Plus there’s going to be a rooftop bar and restaurant with killer views of the city.
The designs below are preliminary, but are the result of a competitive bid process that Valor won. The Atlanta-based company is best known for its Cape Grace Hotel in South Africa that was named Condé Nast Traveler’s “Best Hotel in the World.” Closer to home, the company converted the Crowne Plaza Charlotte by the airport from a Marriott with a $10 million renovation.
At the Carolina Theatre site, the plan is to create something unique to Charlotte that incorporates the history of the property.
“We don’t want a cookie cutter hotel that you could pull off the shelf,” said Laura Smith, executive vice president of Foundation For The Carolinas.
Valor hopes to begin construction in mid-2016, about the same time as the theatre renovation. Everything is expected to be done by sometime in 2018. Once completed, the hotel will have a national brand, but Valor will continue to manage the property.
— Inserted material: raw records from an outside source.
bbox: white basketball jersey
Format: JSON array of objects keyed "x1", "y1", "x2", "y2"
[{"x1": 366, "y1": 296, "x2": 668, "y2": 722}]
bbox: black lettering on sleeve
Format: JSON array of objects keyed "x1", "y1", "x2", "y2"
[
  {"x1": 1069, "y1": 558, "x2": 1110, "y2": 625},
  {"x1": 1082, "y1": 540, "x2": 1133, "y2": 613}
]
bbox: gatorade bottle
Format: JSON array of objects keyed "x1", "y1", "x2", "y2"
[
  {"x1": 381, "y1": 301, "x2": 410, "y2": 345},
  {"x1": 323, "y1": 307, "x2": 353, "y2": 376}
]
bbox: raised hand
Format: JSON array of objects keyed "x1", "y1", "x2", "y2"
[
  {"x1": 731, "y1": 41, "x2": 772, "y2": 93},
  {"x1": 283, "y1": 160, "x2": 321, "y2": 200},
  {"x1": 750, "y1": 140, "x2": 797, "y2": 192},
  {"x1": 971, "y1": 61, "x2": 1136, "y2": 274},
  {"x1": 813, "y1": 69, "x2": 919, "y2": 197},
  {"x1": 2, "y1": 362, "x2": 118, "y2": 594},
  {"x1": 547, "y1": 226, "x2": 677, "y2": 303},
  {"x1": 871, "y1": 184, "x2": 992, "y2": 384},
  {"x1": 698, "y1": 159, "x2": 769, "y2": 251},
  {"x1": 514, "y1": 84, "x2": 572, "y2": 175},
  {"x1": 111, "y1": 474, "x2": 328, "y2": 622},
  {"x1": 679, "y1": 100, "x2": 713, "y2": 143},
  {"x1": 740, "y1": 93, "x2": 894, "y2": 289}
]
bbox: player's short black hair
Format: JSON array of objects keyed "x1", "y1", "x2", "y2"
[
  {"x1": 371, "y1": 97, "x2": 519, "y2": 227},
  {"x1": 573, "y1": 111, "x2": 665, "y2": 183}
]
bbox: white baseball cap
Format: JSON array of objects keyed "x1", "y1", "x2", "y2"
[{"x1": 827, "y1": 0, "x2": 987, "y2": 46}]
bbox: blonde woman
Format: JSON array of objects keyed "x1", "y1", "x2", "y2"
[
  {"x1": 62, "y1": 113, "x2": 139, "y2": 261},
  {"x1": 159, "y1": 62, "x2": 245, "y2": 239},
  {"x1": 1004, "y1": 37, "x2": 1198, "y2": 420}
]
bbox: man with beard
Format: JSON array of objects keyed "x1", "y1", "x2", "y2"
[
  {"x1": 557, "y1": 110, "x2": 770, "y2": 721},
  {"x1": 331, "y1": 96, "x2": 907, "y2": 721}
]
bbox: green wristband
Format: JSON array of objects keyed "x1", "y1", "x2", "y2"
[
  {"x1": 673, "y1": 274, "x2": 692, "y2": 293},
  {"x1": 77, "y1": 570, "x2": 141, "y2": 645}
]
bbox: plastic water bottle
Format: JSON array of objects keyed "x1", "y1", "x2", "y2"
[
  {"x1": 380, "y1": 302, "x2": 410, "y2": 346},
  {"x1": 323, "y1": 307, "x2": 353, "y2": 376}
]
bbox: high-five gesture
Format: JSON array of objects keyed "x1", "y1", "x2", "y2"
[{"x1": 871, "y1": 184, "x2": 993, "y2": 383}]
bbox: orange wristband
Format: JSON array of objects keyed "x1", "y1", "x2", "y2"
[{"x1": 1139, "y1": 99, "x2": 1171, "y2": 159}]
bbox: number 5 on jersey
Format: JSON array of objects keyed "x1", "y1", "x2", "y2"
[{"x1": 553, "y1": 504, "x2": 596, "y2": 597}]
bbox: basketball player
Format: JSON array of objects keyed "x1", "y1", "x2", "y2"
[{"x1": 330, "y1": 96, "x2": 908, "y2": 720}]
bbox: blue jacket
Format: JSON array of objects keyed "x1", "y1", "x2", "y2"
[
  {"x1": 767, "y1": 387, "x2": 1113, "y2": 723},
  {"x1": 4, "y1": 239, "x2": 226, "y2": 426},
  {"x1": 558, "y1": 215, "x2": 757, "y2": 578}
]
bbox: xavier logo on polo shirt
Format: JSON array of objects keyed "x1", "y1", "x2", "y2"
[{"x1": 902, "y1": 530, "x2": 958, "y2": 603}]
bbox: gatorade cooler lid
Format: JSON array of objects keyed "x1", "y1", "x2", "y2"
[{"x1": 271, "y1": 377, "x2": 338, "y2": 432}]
Downstairs, the plans for the lobby and theatre itself remain largely unchanged. [See Agenda story — Insight: This is why the Carolina Theatre renovation works]
The foundation still plans to recreate the two signature marquees — a vertical one for the outside of the building and the larger horizontal marquee on the original facade inside the lobby.
The whole block will get a new brand, too: Belk Place. The Belk family made the largest gift toward renovating the theatre.
Together, it will set the stage for continued development along North Tryon Street. Right next door, plans are already in the works to redevelop Spirit Square and the Main Library, and the broader vision is to turn the area into a modern urban environment.
“We hope that this is the ball that starts rolling down North Tryon,” Smith said.